Kompetensi Teknis dan Integritas
Selain kompetensi teknis, Rizal menilai calon anggota OJK harus memiliki integritas, independensi, dan kemampuan komunikasi kebijakan (policy credibility). Sebab, kata Rizal, Otoritas Jasa Keuangan tidak sekadar sebagai pengawas lembaga keuangan, tetapi pembentuk ekspektasi pasar.
Calon anggota OJK, kata Rizal, harus bebas dari konflik kepentingan dengan industri, berani melakukan penegakan hukum, dan mampu berkomunikasi jelas dan konsisten dengan publik dan pelaku pasar. Rizal juga menekankan pentingnya figur anggota OJK yang bisa memberikan kepercayaan bagi pasar. “Karena dalam sistem keuangan modern, stabilitas sering kali ditentukan bukan oleh aturan, tetapi oleh kepercayaan,” kata dia.

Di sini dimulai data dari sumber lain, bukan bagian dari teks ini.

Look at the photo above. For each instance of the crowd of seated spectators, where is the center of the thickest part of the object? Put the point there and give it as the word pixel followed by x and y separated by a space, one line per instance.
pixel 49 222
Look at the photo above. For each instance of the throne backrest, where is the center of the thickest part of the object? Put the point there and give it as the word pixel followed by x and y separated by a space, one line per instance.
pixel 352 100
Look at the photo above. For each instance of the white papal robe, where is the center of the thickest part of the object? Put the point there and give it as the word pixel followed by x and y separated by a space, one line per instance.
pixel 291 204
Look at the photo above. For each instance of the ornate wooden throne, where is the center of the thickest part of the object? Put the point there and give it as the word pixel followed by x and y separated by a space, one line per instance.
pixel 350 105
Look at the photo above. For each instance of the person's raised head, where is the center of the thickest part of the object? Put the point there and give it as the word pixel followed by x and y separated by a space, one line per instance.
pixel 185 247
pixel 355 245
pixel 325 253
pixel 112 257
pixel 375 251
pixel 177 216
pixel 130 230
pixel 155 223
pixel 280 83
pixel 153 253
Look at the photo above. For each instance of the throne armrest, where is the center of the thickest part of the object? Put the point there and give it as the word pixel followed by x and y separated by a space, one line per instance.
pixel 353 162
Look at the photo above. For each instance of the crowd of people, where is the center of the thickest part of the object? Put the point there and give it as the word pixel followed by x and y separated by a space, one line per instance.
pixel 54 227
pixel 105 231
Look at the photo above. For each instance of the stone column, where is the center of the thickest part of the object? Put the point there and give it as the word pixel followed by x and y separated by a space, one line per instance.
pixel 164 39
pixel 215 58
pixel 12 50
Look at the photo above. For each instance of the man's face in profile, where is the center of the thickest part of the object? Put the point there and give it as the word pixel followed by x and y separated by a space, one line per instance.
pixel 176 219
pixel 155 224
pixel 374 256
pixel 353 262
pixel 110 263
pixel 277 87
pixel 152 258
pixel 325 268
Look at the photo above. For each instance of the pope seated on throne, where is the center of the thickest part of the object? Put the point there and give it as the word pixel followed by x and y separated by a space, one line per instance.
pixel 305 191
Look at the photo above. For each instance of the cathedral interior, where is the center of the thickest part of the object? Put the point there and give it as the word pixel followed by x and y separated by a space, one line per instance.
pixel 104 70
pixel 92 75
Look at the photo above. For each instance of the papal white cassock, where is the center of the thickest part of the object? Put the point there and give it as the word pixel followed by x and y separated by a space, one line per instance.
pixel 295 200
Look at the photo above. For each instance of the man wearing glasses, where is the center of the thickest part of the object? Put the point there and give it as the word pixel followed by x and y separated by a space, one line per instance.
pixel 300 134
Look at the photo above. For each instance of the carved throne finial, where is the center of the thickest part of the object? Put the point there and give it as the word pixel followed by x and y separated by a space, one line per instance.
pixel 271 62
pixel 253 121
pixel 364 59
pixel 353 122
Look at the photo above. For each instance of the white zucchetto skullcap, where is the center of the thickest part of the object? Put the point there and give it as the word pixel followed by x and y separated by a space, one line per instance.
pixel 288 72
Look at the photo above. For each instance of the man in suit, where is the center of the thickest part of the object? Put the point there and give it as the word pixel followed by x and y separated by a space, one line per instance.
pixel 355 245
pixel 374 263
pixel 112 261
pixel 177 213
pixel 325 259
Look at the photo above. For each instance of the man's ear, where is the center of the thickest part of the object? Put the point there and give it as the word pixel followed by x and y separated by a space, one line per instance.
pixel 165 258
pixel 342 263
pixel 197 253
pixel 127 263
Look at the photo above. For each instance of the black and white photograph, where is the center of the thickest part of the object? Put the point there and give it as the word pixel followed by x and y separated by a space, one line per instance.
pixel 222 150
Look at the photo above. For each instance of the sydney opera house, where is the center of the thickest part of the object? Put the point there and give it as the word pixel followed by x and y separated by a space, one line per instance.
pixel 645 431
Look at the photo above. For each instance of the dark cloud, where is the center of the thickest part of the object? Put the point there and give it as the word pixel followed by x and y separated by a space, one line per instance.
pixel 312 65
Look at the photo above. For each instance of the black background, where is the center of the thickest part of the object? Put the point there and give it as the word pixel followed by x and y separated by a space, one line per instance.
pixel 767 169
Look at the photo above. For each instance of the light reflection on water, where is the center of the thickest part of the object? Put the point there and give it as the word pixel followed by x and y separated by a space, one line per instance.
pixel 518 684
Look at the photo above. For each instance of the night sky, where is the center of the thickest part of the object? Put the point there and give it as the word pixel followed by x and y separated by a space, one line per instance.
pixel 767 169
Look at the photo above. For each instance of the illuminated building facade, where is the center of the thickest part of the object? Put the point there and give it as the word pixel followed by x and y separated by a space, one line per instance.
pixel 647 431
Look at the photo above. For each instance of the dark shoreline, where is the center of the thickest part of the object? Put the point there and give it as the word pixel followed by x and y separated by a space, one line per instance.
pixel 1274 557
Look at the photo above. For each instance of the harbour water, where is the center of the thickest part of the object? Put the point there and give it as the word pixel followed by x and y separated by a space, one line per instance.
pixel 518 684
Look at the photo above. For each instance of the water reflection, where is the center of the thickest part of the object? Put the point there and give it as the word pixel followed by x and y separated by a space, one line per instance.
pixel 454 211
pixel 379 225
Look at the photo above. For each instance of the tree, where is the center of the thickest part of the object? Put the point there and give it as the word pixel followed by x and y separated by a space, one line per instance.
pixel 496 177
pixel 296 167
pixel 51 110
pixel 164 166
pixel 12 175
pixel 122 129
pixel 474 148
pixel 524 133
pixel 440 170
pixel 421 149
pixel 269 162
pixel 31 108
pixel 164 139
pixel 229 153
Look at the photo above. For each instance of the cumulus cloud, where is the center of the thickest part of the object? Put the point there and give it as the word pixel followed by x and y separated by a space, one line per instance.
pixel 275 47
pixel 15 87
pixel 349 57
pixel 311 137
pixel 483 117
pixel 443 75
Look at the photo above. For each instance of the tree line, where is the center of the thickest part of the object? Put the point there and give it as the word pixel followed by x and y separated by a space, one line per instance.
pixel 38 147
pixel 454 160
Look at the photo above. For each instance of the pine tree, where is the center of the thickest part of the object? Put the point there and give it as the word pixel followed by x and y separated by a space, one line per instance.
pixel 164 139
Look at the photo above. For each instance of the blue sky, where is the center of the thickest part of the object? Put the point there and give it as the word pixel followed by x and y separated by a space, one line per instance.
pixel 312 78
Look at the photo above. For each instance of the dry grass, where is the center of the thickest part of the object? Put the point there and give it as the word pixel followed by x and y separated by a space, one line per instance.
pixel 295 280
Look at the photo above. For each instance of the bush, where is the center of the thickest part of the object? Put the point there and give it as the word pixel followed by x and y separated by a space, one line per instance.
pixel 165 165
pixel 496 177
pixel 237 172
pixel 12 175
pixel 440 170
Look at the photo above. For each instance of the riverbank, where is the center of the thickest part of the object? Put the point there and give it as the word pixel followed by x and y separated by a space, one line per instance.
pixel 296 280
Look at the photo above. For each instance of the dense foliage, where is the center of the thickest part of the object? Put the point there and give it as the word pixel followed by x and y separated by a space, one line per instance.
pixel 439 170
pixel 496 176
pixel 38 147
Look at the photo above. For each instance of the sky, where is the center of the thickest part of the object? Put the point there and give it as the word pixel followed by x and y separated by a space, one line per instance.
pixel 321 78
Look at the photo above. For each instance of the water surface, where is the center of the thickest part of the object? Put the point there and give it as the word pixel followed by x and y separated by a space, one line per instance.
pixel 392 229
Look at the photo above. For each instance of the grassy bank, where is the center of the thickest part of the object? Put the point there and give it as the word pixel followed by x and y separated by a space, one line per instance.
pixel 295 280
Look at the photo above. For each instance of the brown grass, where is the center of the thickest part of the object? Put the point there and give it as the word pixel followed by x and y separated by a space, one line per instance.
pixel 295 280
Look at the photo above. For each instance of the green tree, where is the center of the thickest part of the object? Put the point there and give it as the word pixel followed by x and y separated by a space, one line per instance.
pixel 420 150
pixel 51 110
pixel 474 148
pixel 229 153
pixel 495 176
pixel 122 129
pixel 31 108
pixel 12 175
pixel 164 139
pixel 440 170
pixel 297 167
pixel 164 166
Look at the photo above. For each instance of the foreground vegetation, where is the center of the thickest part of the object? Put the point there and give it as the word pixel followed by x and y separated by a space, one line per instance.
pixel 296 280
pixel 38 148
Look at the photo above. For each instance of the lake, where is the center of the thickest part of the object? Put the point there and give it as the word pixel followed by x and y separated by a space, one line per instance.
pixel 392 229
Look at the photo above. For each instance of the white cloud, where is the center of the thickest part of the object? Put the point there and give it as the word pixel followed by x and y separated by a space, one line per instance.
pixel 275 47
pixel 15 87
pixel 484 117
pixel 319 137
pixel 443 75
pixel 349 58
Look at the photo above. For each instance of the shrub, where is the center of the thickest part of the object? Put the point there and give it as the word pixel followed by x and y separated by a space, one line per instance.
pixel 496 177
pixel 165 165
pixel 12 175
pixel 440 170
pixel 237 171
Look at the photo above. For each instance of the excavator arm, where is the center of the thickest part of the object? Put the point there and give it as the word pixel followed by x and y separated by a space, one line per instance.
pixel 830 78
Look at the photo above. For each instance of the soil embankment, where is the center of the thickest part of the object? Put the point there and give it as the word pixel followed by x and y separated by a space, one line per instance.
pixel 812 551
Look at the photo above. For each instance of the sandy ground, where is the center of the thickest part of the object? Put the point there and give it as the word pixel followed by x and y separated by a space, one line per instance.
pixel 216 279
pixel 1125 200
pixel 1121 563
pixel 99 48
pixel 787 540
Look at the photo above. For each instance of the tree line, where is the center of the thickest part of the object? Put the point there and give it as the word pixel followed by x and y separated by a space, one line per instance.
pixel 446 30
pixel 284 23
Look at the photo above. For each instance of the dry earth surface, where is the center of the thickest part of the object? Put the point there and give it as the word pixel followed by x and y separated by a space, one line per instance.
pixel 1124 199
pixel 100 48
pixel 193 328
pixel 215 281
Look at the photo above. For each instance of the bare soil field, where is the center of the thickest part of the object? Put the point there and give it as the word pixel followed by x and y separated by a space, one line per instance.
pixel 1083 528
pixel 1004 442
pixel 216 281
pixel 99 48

Proses Seleksi Calon Anggota OJK
Menteri Keuangan Purbaya Yudhi Sadewa mengatakan jumlah calon pimpinan Dewan Komisioner OJK yang mendaftar telah mencapai puluhan orang sejak seleksi dibuka pada 11 Februari 2026 pukul 00.00 WIB. “Sudah banyak yang masuk, tapi kan saya belum lihat semuanya. Ada puluhan yang masuk,” kata Purbaya seusai menghadiri forum Bloomberg Technoz Economic Outlook 2026 di Financial Hall, Jakarta Selatan pada Kamis, 12 Februari.
Proses ini berlangsung setelah Presiden Prabowo Subianto membentuk Panitia Seleksi (Pansel) melalui keputusan awal pekan ini. Ia menegaskan nama-nama yang selama ini beredar di publik tidak termasuk dalam daftar pendaftar.
Purbaya memastikan Wakil Menteri Keuangan Suahasil Nazara maupun Ketua Komisi XI DPR dari Fraksi Golkar Misbakhun tidak mendaftarkan diri dalam seleksi tersebut. Ia bahkan heran dengan isu yang menyebut Suahasil ikut mendaftar untuk mengisi kursi Wakil Ketua Dewan Komisioner OJK. Menurut dia, Suahasil justru tercatat sebagai anggota panitia seleksi bersama dia. Karena itu, tidak mungkin mencalonkan diri.
Seleksi calon pengganti anggota Dewan Komisioner OJK dilakukan setelah Ketua Dewan Komisioner OJK Mahendra Siregar dan Anggota Dewan Komisioner Pengawas Pasar Modal dan Bursa Karbon Inarno Djajadi mengundurkan diri. Pembentukan pansel ditetapkan melalui Keputusan Presiden Nomor 16/P Tahun 2026 tertanggal 9 Februari 2026.
Purbaya ditunjuk sebagai Ketua merangkap anggota Pansel. Ia bekerja bersama delapan anggota lain, yakni Perry Warjiyo, Suahasil Nazara, Bambang Eko Suhariyanto, Aida S. Budiman, Erwan Agus Purwanto, Dhahana Putra, Muhammad Rullyandi, dan Gusti Aju Dewi. “Panitia Seleksi bekerja sigap dengan secara resmi membuka pendaftaran calon,” demikian dikutip dari situs resmi Bank Indonesia, Rabu, 11 Februari 2026.
Adapun jabatan yang akan diisi meliputi Ketua Dewan Komisioner merangkap anggota, Wakil Ketua Dewan Komisioner merangkap anggota, serta Kepala Eksekutif Pengawas Pasar Modal, Keuangan Derivatif, dan Bursa Karbon merangkap anggota.
Mutia Yuantisya berkontribusi dalam penulisan artikel ini.